Shit! I’m a prostitute.
I think this all started around the same time that fully salaried and employed people stopped charging overtime for overtime work. Eventually, the “gift” of your work overtime became the cost of remaining employed. Thanks for that, schmucks.
Nobody ever died from money, but people die from exposure all the time!!
So, I have this cabin… and these trees… what are you up to?

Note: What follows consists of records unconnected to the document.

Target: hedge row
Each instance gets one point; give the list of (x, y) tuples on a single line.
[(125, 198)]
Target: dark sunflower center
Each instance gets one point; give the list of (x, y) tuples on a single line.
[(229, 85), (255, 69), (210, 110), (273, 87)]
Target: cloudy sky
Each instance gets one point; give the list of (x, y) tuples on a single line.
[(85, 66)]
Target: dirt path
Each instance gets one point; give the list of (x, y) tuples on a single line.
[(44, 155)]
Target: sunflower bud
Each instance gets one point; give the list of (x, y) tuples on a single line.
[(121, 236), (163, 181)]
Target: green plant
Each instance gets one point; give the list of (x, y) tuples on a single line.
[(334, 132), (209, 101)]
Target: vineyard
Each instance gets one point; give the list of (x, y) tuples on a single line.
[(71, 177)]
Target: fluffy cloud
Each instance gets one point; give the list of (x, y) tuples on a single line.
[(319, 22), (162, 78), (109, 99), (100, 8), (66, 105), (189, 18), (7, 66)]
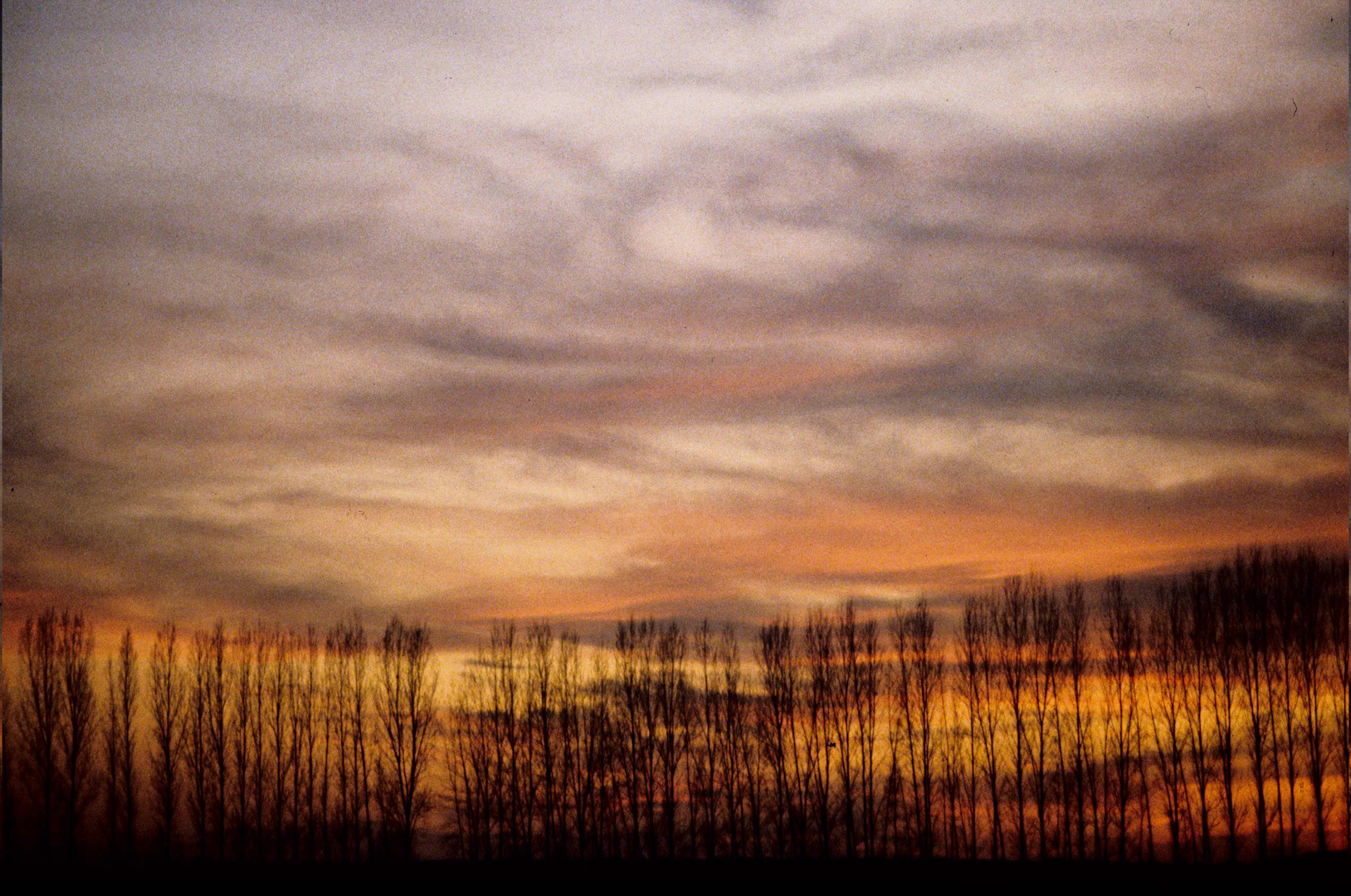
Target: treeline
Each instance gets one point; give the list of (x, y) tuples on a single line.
[(1205, 722)]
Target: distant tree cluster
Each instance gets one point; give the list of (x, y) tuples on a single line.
[(1204, 723)]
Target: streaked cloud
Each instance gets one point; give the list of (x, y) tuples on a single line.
[(705, 309)]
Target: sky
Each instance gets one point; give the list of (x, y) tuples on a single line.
[(577, 311)]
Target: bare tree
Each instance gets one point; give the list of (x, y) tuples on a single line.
[(168, 706), (40, 718), (76, 722), (1012, 631), (8, 750), (406, 707), (119, 747), (1168, 640), (1122, 668), (1077, 665), (1043, 676)]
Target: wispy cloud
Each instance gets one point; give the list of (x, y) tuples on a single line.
[(720, 309)]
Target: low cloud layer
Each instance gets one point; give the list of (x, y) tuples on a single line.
[(714, 309)]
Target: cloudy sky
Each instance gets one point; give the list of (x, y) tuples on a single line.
[(668, 309)]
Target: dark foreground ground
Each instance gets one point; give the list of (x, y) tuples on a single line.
[(1331, 869)]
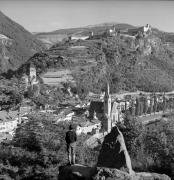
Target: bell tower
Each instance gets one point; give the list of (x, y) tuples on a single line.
[(107, 109)]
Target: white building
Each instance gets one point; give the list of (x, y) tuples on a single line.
[(88, 127), (8, 121)]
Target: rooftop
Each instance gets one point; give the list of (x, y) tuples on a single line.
[(84, 122), (8, 116)]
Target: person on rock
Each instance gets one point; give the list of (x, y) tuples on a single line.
[(71, 139)]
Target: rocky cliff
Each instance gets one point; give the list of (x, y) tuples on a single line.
[(16, 44)]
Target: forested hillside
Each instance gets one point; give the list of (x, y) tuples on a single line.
[(16, 44), (144, 63)]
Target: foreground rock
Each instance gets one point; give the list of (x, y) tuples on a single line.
[(115, 174), (77, 172), (81, 172)]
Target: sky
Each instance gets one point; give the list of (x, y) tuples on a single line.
[(50, 15)]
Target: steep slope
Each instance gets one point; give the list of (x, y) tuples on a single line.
[(16, 44), (50, 38), (129, 62)]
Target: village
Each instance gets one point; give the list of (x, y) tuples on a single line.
[(97, 114)]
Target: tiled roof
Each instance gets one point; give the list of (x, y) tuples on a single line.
[(5, 116)]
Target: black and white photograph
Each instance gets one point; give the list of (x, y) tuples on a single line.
[(86, 90)]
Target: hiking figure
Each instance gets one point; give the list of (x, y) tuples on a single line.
[(71, 139)]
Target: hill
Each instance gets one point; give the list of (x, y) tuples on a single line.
[(51, 38), (16, 44), (129, 59)]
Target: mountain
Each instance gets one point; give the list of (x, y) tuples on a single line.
[(51, 38), (130, 59), (17, 45)]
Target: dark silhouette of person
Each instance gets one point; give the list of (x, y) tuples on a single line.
[(71, 139)]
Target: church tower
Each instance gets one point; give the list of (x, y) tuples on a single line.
[(32, 75), (107, 109)]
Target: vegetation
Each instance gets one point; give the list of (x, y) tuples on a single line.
[(39, 149), (23, 45), (149, 152)]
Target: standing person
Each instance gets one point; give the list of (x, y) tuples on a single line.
[(71, 139)]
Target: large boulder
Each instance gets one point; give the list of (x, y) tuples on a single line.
[(81, 172), (77, 172), (115, 174)]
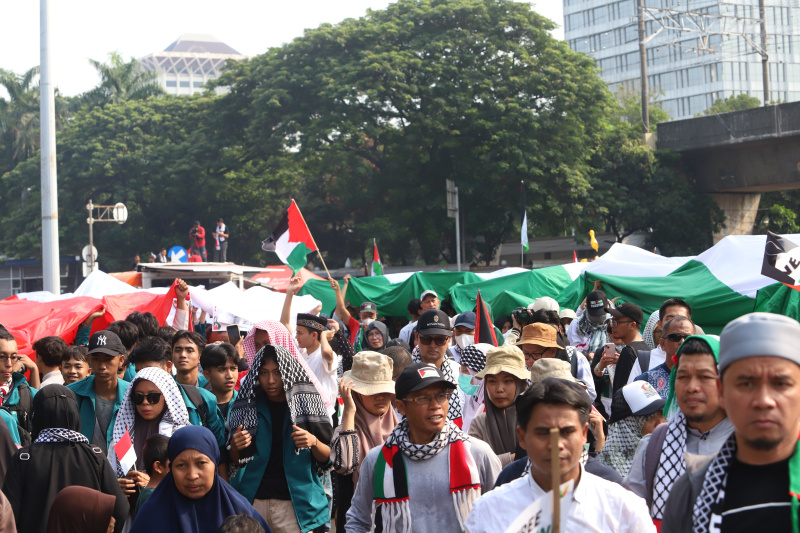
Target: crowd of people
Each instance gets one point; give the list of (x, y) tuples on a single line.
[(328, 422)]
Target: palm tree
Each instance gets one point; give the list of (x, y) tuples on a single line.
[(121, 81)]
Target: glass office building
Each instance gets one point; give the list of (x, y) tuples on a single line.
[(186, 65), (688, 70)]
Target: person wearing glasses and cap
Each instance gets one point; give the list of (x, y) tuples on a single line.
[(428, 473)]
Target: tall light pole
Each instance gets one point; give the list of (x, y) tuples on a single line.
[(51, 271)]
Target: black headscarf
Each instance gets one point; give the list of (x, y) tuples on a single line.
[(55, 406)]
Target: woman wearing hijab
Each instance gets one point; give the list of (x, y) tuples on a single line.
[(280, 444), (505, 379), (60, 456), (152, 405), (377, 335), (81, 510), (367, 421), (192, 498), (473, 360)]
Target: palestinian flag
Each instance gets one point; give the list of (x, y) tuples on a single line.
[(377, 266), (484, 329), (291, 240)]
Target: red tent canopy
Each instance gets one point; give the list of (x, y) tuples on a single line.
[(280, 280)]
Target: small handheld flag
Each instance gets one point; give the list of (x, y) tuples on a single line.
[(126, 455), (291, 240), (484, 330), (377, 266)]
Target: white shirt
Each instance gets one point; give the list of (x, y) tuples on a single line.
[(599, 506), (657, 357), (327, 378), (52, 377), (405, 333)]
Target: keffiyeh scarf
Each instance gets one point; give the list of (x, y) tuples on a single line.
[(712, 496), (671, 466), (390, 484), (60, 435), (279, 336), (450, 371), (175, 415), (306, 406)]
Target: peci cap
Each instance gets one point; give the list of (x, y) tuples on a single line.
[(642, 398), (759, 335), (418, 376), (596, 303), (106, 342), (543, 335), (466, 319), (368, 307), (546, 303), (314, 322), (629, 310), (434, 322), (371, 373)]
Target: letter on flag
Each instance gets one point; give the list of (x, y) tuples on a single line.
[(125, 453), (377, 266), (781, 261), (291, 240)]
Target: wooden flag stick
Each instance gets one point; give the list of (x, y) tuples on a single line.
[(555, 473)]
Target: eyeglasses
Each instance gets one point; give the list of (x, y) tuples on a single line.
[(615, 323), (439, 340), (152, 398), (676, 337), (425, 400)]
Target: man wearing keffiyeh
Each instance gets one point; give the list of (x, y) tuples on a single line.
[(753, 483)]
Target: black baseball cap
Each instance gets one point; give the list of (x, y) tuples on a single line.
[(629, 310), (596, 303), (418, 376), (434, 322), (106, 342)]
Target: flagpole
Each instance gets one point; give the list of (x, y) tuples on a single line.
[(314, 241)]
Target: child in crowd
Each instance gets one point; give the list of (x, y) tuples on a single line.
[(156, 464), (74, 366)]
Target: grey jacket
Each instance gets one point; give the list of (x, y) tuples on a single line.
[(680, 504)]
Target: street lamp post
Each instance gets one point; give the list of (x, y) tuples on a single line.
[(106, 213)]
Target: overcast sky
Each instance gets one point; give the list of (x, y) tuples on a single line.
[(82, 29)]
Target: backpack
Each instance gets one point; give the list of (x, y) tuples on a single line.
[(652, 457), (197, 399), (23, 413)]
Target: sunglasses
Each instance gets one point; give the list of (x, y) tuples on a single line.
[(440, 341), (152, 398), (676, 337)]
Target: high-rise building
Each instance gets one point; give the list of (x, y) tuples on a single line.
[(186, 65), (697, 50)]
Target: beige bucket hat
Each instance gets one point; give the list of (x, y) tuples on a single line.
[(506, 358), (371, 374)]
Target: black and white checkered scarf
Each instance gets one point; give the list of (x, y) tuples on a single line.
[(306, 406), (60, 435), (454, 412), (672, 464)]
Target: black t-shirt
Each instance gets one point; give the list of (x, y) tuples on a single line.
[(756, 499), (274, 485)]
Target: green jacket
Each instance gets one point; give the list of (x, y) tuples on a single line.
[(308, 496), (84, 390)]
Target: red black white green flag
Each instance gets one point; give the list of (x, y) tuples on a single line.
[(291, 241)]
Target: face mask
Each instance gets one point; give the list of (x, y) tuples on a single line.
[(465, 384), (465, 340)]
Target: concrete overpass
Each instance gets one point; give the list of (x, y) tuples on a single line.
[(739, 155)]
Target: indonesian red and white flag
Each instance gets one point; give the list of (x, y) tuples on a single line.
[(124, 452)]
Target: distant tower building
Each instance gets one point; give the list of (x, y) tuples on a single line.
[(186, 65), (687, 70)]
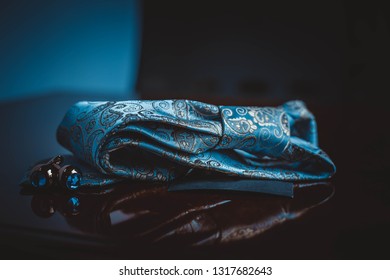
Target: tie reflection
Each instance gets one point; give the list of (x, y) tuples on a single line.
[(149, 213)]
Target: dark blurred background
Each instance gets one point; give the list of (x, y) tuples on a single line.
[(195, 49)]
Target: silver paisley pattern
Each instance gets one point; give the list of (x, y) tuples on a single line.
[(158, 140)]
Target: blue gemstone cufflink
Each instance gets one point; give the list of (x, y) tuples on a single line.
[(49, 174)]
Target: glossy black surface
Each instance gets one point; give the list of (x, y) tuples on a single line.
[(145, 221)]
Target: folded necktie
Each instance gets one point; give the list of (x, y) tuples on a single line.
[(159, 140)]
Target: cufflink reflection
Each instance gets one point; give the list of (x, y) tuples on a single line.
[(145, 213)]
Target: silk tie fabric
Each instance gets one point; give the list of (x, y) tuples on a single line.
[(159, 140)]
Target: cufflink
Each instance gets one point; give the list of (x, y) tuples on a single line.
[(47, 175)]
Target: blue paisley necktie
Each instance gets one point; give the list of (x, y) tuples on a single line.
[(159, 140)]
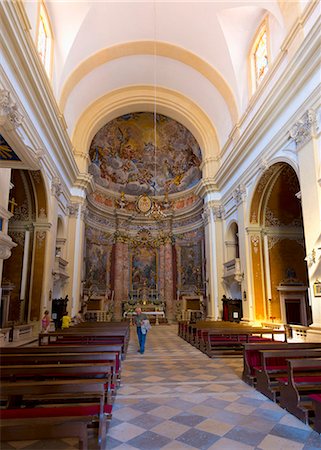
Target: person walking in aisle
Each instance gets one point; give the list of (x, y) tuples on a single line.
[(142, 324)]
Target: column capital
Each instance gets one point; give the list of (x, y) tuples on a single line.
[(239, 194), (304, 129), (10, 115), (6, 245), (56, 187)]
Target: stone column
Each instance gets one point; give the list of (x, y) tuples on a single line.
[(38, 269), (6, 243), (162, 271), (119, 279), (168, 261), (76, 237), (125, 270), (240, 197), (212, 216), (306, 135)]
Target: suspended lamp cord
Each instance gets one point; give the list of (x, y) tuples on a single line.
[(155, 99)]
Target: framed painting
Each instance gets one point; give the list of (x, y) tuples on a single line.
[(317, 288), (143, 268)]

In interviews I’ve offered a:‘let me show you how good I am at this job and pay me this much now, and if I am as good at it as I tell you I am, pay me this much more starting in 3 months’. It’s worked. It’s never, to my knowledge, cost me a job.
But free? Never.
Both work and love = 4 as established by Black, Dylan et al. If Wv = L then love has differing truth values dependent on the “what am i doing here” value or v. When v is, “yes, i’m happy with this”: v = 1. When, v is, “no, i strongly disapprove of this”: v = 0.
For values of love that are true v is yes.
Conclusion you’re either 4 it or you’re not. While remuneration of some kind may affect v either way you’ve got work for love*.
*I played hooky from work today to take care of my sweets who is down with a bug and made this pseudo-logical musical triptych for free.
Hope they feel better soon
you might want to revise that theory. even the lottery can be deadly.